By: WISCONSIN LAW JOURNAL STAFF//January 2, 2014//
United States Court of Appeals For the Seventh Circuit
Criminal
Sentencing — conspiracy
Even though a conspiracy to commit robbery was unsuccessful, the sentencing court properly denied a three-level reduction in calculating the defendant’s guideline.
“A conspiracy is just an agreement, almost always an oral one. And talk is cheap. Many conspiracies never get off the ground, never pose a real danger. The conspirators are punished anyway, but it makes sense that conspirators thwarted before their conspiracy’s aim is achieved should be punished more heavily the greater the probability that the conspiracy would have resulted in a substantive offense, which is to say (usually) that it would have inflicted tangible injury, had it not been for a fortuitous interruption. See United States v. Chapdelaine, supra, 989 F.2d at 36. For that marks it as a dangerous conspiracy, though the danger did not materialize. Much of criminal law is about taking dangerous people out of circulation, preferably before they cause harm. See Henry M. Hart, Jr., ‘The Aims of the Criminal Law,’ 23 Law & Contemporary Problems 401 (1958). In this respect criminal law is sharply different from tort law, since, as we keep saying, including very recently in Jackson v. Pollion, 733 F.3d 786, 790 (7th Cir. 2013), there is no tort without an injury.
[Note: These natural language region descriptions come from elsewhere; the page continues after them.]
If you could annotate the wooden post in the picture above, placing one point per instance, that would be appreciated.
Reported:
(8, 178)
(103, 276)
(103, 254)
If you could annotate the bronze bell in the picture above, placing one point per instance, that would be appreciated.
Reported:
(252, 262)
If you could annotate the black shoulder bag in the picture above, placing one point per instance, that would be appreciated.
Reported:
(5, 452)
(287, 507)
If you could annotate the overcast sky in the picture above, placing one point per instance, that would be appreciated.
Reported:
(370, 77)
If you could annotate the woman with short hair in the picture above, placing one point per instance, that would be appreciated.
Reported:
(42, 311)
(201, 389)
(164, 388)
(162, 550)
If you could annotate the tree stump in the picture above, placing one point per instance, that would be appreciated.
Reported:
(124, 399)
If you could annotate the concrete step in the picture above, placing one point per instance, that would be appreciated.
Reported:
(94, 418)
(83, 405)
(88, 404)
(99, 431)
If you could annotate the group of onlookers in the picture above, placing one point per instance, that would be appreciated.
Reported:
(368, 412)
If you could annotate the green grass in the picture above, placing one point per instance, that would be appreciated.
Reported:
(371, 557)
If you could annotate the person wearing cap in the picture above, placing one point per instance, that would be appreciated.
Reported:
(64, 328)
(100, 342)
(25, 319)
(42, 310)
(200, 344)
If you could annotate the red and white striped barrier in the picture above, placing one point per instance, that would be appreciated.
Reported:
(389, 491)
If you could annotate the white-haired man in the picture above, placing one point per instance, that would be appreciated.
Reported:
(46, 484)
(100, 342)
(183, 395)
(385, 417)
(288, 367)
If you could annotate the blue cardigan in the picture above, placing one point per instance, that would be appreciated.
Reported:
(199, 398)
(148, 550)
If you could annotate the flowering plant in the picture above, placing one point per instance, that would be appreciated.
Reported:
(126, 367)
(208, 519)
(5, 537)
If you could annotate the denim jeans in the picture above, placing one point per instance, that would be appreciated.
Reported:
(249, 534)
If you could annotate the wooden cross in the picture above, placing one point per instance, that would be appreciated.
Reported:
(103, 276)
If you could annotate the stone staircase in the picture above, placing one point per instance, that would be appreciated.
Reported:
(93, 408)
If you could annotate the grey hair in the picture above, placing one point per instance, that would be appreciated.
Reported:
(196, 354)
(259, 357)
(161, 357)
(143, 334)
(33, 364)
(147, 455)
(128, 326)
The less dangerous the conspiracy, therefore, the less needful it is to impose long sentences on the conspirators in order to protect potential victims. But the conspirators in this case were dangerous people. There is little reason to doubt that had they not been spotted by their prospective victims they would have attacked the truck a few hours later, with mayhem a likely result. To ignore that possibility and treat them as comical failures would disserve the aims of criminal justice.”
Affirmed.
Appeal from the United States District Court for the Northern District of Illinois, Zagel, J., Posner, J.